Samantha what you’re talking about are the effects of capitalism, not any particular person in the White House. The only way to reverse things back to the wonderful 1950s like our parents or g’parents lived in, is to become more Socialist, as indeed we were in the 1950s – all the New Deal regulations and protections were in place, Unions were in place for almost a third of US jobs, taxes were sky-high on the rich, and due to the Red Scare, we were much more collectivist in mindset as well as in life – atomic bomb drills, no one questioned things like vaccination, etc.
Alex, correlation IS NOT causation. The US in the 50s was not great because of high taxes. It was great because it was in a monopoly position after the whole earth was scorched by war. They had monopoly prices/profits and for that reason the unions could thrive.
Under the present globalization (especially of the financial sector – TBTF banks) that is no longer possible. The election is clear: between a globalist (Hilary) and an egomaniac (Trump).
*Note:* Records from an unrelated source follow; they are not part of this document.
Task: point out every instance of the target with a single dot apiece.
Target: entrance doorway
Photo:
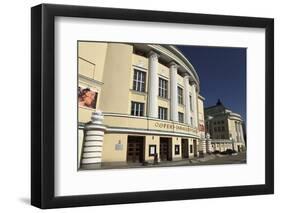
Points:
(135, 149)
(185, 149)
(195, 148)
(165, 149)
Given the 2 choices given to us by the “SELECTION” (not ELECTION) committee, I prefer the second. The first choice is a continuation of the last 12 years.
If you like the course of US in the last 12 years please go ahead and vote for Clinton; nobody stops you. If you don’t like that, you don’t have too many good alternatives – just a bad one which is not the worst.
Alex: “The only way to reverse things back to the wonderful 1950s like our parents or g’parents lived in, is to become more Socialist”….like in Venezuela… you can go there – it has everything going for it: a president who “loves” the poor people and lots of natural resources (plenty of oil and nice beaches). You’ll feel right at home. Leave us here with the “crazies” like Trump.
As soon as realtors get tired of sellers unrealistic sales price, they will demand that it be lowered, regardless of how desperate they are for the commission, since it would be non-existent if the property never sells
Isn’t that what the article is about? Prices going down? Bubble self correcting?
This is what happened in the last crash. Desperate RE agents telling owners of houses it’s lower the price by $100k or the likelihood of a sale being vanishingly small. It was a race to the bottom there for a while.
Not in all areas. Inland cities in the Central Valley like Sacramento and in the Inland Empire like Riverside were hit hard. West LA, coastal San Diego, and San Francisco not so much.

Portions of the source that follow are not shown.